Session: HyperSpy - eased interactive processing of multi-dimensional data

Target-audience:
Beginner

HyperSpy is an open-source Python package primarily for working with multi-dimensional signals, i.e. multi-dimensional spectra, images and, in general n-dimensional signals. It simplifies the data analysis workflow by providing an elegant and powerful syntax to operate on this sort of data. The core idea of HyperSpy is that, when the array dimensions can be classified into two categories, “signal” and “navigation”, many operations become well defined. An example of this sort of data is a three-dimensional array that, depending on the case, could be looked at as a volume (3D signal, 0D navigation), a stack of images (2D signal, 1D navigation), a matrix of spectra (1D signal, 2D navigation), or a cube array of scalars (0D signal, 3D navigation). Data structures like these are common in many fields – from HyperSpy’s origins in electron microscopy, to remote sensing, particle physics and medical imaging (MRI, PET) to name a few.
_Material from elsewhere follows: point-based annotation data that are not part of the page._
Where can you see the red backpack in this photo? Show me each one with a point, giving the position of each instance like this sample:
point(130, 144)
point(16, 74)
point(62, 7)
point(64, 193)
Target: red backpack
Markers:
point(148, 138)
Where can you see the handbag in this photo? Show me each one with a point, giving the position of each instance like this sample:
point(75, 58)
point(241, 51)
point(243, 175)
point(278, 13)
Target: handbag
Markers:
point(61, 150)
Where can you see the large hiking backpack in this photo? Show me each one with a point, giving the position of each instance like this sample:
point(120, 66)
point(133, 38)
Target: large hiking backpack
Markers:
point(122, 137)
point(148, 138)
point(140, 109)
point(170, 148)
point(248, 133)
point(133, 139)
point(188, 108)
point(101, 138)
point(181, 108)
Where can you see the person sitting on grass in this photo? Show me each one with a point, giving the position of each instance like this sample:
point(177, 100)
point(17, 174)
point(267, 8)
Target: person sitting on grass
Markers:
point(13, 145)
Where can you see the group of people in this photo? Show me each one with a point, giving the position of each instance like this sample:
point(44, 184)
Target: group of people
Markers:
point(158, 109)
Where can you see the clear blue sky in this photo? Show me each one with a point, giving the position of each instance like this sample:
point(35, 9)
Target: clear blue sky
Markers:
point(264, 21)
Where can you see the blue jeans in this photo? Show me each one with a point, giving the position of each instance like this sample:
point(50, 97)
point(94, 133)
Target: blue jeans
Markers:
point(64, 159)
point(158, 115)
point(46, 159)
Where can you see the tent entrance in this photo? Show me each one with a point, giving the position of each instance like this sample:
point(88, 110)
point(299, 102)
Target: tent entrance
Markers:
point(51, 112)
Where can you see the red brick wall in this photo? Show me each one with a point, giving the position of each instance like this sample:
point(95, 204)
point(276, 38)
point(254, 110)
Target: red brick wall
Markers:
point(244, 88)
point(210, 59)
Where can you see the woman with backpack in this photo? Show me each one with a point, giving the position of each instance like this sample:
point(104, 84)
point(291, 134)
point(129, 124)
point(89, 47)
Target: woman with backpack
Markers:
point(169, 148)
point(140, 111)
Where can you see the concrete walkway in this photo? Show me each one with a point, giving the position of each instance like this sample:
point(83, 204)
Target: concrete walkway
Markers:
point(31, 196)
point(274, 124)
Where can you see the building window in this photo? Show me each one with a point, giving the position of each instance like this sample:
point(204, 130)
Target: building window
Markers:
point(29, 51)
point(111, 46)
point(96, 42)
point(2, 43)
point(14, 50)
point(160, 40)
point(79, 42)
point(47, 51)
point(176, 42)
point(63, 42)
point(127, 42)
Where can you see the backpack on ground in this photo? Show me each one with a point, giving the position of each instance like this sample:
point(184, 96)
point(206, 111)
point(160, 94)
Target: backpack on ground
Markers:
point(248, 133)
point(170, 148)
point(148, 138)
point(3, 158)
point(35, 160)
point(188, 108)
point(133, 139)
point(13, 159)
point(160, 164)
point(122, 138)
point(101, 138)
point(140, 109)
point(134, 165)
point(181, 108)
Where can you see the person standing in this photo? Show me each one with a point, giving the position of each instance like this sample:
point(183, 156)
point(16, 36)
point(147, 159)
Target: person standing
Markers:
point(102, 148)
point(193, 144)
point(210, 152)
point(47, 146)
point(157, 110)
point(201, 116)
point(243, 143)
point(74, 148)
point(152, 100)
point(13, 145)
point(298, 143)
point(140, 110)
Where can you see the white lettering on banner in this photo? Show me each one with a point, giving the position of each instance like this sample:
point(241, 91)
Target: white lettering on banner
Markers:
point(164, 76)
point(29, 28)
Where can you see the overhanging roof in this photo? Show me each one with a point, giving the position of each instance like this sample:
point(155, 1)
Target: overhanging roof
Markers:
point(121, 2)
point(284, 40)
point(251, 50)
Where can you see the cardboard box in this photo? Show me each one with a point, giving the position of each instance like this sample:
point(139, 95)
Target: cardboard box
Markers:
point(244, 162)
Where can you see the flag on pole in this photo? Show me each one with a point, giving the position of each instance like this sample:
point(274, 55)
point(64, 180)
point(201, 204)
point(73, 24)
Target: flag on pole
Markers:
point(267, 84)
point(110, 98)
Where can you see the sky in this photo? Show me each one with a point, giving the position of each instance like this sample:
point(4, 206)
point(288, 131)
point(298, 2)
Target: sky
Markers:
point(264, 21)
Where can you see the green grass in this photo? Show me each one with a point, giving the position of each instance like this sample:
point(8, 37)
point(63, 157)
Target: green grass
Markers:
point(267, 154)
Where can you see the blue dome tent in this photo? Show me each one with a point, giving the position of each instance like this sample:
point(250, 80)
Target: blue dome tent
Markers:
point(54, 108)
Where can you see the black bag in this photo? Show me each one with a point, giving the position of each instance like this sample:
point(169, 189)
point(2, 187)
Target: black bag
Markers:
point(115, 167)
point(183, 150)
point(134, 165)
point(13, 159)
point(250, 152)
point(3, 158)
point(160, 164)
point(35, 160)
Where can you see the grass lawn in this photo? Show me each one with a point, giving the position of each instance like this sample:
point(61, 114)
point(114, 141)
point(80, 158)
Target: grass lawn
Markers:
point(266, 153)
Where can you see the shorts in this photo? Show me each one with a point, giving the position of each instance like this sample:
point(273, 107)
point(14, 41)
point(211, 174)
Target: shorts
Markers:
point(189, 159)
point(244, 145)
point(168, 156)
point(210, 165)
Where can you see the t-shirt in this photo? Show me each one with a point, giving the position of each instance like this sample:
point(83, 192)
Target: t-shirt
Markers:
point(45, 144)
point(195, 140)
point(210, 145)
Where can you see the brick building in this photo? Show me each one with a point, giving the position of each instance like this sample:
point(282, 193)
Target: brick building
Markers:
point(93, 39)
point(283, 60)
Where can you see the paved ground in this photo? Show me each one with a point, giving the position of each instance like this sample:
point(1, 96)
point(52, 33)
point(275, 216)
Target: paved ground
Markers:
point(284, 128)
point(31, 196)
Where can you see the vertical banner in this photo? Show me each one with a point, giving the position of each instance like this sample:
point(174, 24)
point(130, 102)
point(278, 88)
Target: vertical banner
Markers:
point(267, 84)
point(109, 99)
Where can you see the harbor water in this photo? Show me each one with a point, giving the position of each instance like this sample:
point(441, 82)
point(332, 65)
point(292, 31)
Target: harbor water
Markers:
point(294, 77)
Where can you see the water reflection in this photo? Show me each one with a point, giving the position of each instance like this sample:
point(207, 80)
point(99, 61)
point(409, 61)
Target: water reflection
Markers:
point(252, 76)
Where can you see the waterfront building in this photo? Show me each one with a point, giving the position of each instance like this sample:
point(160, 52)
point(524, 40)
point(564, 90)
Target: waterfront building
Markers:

I will show how this classification enables easy, interactive, multi-dimensional visualization and a powerful and intuitive syntax to write code that can operate on data regardless of the actual number of navigation dimensions. I will then discuss the recent addition of several powerful interactive tools, such as dynamically chained signals including interactive regions of interest. The interactive side of HyperSpy has also been leveraged by the recent development of a Qt-based graphical user interface (HyperSpyUI) with a custom matplotlib backend which captures all matplotlib figures as MDI-subwindows. This eases window management, and allows all figures to share a common set of toolbars, menus and widgets. The UI also has a framework for recording actions from the UI or code from an integrated IPython console, and a way to quickly turn such code into new user interface buttons and/or menu entries as plugins.